Na intemporalidade habito o desconhecido, e no não-tempo sou resto de sonho a desfazer-se em poeira no Universo todo. Sou peça sem pedaço, e dou pedaço de sonho de mim mesmo, sendo a outra parte de mim, peça apartada do voraz desconhecido em que habito.
Na confusão me ilumino, e na chuva me encontro. Sou lágrima que precipita e sou árvore que rasga a terra, só para poder abarcar o mundo em mim mesmo.
No dia em que não for parte da Natureza, no dia em que a Natureza não me constituir, não mas serei eu. Nesse dia, não mais serei.

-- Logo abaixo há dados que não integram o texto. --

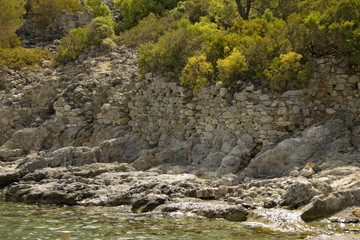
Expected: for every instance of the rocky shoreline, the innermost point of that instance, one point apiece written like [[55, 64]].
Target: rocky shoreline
[[72, 136]]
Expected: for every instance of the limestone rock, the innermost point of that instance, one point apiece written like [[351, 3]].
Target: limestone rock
[[299, 194], [150, 158], [293, 152], [337, 201], [148, 203]]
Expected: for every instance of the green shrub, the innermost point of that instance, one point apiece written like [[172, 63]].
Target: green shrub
[[193, 9], [17, 58], [100, 28], [334, 27], [71, 46], [223, 12], [107, 44], [286, 72], [11, 41], [44, 12], [170, 53], [11, 12], [150, 29], [98, 33], [232, 68], [196, 73], [135, 10], [98, 8]]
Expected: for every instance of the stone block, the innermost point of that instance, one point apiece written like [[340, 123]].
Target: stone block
[[353, 79]]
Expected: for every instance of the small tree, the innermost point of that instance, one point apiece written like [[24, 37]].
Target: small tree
[[244, 8], [98, 8], [287, 73], [11, 12], [196, 73], [44, 12], [232, 67]]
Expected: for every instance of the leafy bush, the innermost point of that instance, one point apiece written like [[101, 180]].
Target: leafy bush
[[98, 8], [100, 28], [232, 67], [17, 58], [44, 12], [196, 73], [135, 10], [150, 29], [223, 12], [193, 9], [71, 46], [286, 72], [98, 33], [11, 41], [334, 27], [11, 12], [107, 44], [170, 53]]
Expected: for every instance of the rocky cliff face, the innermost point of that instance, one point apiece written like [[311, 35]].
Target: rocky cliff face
[[91, 125]]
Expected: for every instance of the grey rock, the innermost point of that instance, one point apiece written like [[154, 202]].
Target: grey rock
[[148, 203], [324, 207], [299, 194], [292, 153]]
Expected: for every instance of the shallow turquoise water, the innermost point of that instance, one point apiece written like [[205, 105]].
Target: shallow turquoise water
[[21, 221]]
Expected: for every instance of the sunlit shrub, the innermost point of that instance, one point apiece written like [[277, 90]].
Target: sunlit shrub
[[196, 73], [11, 12], [135, 10], [100, 28], [71, 46], [170, 53], [98, 8], [44, 12], [232, 67], [18, 58], [286, 72], [150, 29]]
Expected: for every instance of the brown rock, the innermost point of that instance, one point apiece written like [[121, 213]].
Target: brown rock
[[356, 212]]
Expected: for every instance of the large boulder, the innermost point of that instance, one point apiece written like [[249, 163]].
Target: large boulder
[[326, 206], [298, 194], [295, 152]]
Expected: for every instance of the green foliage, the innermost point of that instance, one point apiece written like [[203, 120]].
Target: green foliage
[[150, 29], [10, 42], [100, 28], [196, 73], [333, 27], [286, 72], [98, 8], [232, 68], [18, 57], [223, 12], [71, 46], [98, 33], [170, 53], [44, 12], [193, 10], [274, 47], [135, 10], [11, 12], [107, 44]]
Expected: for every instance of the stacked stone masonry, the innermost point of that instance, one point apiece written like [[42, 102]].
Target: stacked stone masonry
[[164, 107], [106, 90]]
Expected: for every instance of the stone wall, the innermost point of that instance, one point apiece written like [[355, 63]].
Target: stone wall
[[161, 106], [100, 97]]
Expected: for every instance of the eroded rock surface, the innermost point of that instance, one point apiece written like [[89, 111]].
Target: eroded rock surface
[[93, 133]]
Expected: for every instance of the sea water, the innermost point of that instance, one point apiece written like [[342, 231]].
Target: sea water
[[39, 222]]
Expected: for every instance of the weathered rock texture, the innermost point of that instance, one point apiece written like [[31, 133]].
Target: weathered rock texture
[[92, 132]]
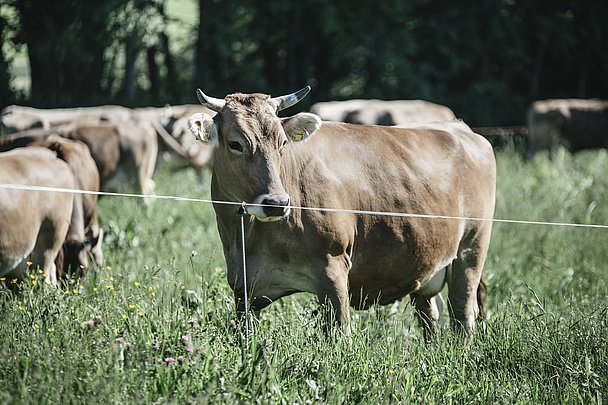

Estou plantado ante o abismo, e tenho claustrofobia de mim. Estou debruado de húmus e respiro a terra mãe que me pariu. Sou lama entre as folhas do outono passado, sou lágrimas entre a neve que há pouco derreteu, e sou lírio primaveril a florir em todas as estações. Do verão colho os doces frutos, para poder depois admirar o crepitar das fogueiras outonais, que de tão simples, são as mais puras manifestações de Prometeu.
Não, não prometi nada. Sim, sim abjurei a todo o que conheço.
Abjurei e abjuro de tudo o que conheço só para me libertar das amarrar da vida frívola a que nos obrigam a viver. Não, não creio em demónios, pois que vejo humanos.
Não, não creio em deidades, creio somente na divindade.
Não, não sou da religião, sou só religioso. Somente me religo, e desde logo a mim mesmo, e ao Universo em mim.
Acendo a candeia, ao pensar em pousá-la, e sou, afinal, tão hipócrita e tão falso como os poetas desterrados desta vida, que acendiam um cigarro na esperança de que este servisse de incenso para a alma.
Não, não sou poeta, sou Bruno.
Não, não minto, escrevo, e escrever só se faz com o coração.
Não, não tenho outra tinta que não o sangue. Não, não bebo de outra água senão daquela salgada que da alma transborda.